En el caso del derrame de agosto en el Cuyabeno, Ecuavital fue asignada a dedo la contención del derrame, con una factura cercana al millón de dólares. Según consta en un memorando interno de Petroproducción, quien decidió la participación de Ecuavital en la contención del crudo es el superintendente del distrito amazónico de Petroproducción, Kléber Malavé. Según un informe de la comisión del Control Cívico de la Corrupción, el señor Malavé ya aparece implicado en una contratación irregular anterior con Ecuavital, tras un derrame en el pozo Pacayacu 2 en mayo de 2004. Sin embargo, tras haberlo dejado temporalmente, el señor Malavé ahora vuelve a ocupar el mismo cargo de tanta responsabilidad. Igualmente, Ecuavital forma parte del consorcio que pretende llevar a cabo la remediación en el Cuyabeno con un costo calculado de 20 millones de dólares.

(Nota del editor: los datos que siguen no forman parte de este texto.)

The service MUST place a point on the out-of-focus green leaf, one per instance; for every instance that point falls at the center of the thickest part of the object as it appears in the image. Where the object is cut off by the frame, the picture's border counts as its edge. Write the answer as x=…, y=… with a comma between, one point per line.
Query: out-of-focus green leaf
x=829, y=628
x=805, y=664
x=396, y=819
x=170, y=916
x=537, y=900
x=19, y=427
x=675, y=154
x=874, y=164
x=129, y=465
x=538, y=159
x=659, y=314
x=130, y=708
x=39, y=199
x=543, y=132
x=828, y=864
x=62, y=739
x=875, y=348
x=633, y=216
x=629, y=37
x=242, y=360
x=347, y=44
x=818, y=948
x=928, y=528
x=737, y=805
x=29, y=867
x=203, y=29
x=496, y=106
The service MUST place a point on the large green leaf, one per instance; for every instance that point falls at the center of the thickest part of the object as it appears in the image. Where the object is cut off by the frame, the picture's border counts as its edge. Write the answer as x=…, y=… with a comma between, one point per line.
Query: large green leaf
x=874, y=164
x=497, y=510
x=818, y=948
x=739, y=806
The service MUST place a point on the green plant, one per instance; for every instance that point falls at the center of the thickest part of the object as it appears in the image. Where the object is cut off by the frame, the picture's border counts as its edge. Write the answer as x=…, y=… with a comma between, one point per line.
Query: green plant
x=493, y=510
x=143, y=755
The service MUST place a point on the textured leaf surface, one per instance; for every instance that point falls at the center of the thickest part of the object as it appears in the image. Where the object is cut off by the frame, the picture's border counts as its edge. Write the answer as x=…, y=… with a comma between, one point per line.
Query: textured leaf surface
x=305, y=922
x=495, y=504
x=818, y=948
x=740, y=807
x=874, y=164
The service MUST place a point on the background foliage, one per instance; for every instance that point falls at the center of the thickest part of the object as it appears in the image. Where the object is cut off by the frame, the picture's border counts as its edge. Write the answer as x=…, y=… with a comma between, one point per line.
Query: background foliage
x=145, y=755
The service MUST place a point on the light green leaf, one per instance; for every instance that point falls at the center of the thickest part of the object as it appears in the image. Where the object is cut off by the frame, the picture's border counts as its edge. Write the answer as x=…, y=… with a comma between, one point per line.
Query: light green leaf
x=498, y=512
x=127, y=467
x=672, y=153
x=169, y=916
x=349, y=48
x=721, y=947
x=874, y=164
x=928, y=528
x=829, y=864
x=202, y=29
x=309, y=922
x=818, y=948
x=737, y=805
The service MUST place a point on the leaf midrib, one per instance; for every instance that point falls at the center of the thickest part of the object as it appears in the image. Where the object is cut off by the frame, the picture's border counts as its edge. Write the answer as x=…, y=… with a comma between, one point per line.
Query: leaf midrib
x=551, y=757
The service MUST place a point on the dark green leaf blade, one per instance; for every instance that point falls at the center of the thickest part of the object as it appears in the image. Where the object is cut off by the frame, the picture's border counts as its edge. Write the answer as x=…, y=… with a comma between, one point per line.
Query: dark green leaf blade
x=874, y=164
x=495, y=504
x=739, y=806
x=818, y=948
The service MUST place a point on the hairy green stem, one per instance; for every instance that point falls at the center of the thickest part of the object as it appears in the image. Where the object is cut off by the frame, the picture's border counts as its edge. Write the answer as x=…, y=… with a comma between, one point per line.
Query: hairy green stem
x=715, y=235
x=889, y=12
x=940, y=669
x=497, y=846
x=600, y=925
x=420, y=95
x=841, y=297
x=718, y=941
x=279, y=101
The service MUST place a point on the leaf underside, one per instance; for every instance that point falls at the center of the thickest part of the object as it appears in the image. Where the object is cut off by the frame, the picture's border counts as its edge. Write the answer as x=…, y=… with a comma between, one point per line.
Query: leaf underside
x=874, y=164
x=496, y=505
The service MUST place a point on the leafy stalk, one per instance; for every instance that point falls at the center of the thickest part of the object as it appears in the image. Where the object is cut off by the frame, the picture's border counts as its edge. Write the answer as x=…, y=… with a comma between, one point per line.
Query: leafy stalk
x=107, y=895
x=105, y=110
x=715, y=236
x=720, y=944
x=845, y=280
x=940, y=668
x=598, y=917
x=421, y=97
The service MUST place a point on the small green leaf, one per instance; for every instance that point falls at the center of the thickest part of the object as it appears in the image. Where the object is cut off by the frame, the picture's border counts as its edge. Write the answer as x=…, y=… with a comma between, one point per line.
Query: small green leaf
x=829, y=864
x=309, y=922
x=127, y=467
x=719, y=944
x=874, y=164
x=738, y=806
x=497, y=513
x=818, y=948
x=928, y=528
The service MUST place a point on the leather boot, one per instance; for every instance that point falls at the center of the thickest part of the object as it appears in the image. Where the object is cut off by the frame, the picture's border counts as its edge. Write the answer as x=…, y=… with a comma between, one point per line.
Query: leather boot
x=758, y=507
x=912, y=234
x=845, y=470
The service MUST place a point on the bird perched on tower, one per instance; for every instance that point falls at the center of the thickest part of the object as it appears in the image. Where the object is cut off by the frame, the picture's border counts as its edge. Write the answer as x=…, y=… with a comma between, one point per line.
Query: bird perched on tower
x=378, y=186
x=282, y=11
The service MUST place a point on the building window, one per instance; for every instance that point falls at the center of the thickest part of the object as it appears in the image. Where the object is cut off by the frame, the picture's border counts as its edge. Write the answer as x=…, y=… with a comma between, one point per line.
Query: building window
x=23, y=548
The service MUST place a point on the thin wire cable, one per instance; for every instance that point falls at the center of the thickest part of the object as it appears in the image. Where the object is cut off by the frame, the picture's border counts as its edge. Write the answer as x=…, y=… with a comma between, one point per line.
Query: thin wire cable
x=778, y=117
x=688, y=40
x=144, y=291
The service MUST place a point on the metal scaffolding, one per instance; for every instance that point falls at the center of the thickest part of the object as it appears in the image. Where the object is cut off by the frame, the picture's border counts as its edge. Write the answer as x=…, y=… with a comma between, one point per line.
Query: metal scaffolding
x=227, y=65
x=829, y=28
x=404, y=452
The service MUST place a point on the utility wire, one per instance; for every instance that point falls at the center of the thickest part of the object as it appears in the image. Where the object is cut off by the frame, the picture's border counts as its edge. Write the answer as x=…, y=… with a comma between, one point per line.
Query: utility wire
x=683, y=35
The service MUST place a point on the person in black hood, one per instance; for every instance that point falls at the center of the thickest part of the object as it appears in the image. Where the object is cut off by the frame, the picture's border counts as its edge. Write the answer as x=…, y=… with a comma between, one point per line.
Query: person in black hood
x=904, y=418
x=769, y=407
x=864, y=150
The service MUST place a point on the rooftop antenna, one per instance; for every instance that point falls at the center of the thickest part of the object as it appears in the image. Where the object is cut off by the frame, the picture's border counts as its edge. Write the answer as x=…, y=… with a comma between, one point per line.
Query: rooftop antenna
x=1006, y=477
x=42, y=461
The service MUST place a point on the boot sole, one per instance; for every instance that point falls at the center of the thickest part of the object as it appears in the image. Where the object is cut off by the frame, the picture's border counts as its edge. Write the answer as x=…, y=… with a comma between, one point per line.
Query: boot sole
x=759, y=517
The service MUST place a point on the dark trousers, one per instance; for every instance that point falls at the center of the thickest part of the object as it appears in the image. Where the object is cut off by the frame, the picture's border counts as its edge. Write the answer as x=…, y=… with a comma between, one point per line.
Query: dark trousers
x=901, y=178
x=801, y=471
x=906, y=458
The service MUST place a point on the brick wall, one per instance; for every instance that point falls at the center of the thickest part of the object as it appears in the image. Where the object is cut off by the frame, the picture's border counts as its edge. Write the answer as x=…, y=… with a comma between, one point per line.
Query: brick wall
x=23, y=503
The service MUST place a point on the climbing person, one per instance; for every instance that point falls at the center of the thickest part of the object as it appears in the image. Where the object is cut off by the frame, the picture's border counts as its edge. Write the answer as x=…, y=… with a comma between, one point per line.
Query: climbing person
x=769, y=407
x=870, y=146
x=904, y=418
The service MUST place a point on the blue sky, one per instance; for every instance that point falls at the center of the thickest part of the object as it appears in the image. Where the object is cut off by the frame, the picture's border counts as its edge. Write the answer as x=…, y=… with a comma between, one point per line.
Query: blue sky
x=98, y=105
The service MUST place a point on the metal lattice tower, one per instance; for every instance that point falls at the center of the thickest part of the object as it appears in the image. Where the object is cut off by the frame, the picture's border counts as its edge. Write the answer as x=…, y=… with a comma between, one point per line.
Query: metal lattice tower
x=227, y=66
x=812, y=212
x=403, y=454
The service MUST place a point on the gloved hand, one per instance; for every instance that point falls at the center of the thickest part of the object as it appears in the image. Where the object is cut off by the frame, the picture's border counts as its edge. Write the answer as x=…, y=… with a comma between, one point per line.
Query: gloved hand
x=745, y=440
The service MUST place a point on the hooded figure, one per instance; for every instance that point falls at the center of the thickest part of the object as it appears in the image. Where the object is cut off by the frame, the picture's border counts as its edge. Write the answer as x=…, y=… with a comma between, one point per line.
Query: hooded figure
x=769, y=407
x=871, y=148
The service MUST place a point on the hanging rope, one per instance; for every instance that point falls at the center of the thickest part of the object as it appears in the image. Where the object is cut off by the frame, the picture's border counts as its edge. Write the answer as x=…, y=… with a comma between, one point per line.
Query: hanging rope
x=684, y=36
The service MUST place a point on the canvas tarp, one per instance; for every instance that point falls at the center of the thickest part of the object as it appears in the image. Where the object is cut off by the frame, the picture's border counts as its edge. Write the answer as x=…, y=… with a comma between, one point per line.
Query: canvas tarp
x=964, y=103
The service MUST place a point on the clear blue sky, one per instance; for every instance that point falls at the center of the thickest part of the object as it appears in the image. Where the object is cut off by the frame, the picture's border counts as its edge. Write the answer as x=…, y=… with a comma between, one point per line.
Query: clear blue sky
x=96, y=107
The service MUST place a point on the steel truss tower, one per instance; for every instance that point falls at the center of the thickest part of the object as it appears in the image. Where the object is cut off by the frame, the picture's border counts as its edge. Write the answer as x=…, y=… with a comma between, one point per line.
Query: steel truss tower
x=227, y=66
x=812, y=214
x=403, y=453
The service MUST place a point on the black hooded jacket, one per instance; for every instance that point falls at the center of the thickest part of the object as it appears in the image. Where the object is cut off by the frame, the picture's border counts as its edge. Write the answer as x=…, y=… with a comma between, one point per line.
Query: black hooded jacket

Otro aspecto que requiere auditoría es la rentabilidad de las operaciones de remediación. Según versión de expertos, la remediación básicamente consiste en la recolección manual en recipientes del crudo visible o su dispersión mediante la remoción de sedimentos y el uso de detergentes. Los montos desembolsados parecen no guardar relación con la naturaleza de estas operaciones, aún tomando en cuenta la reciente incorporación de vistosos cascos y uniformes, helicópteros y otra parafernalia efectista.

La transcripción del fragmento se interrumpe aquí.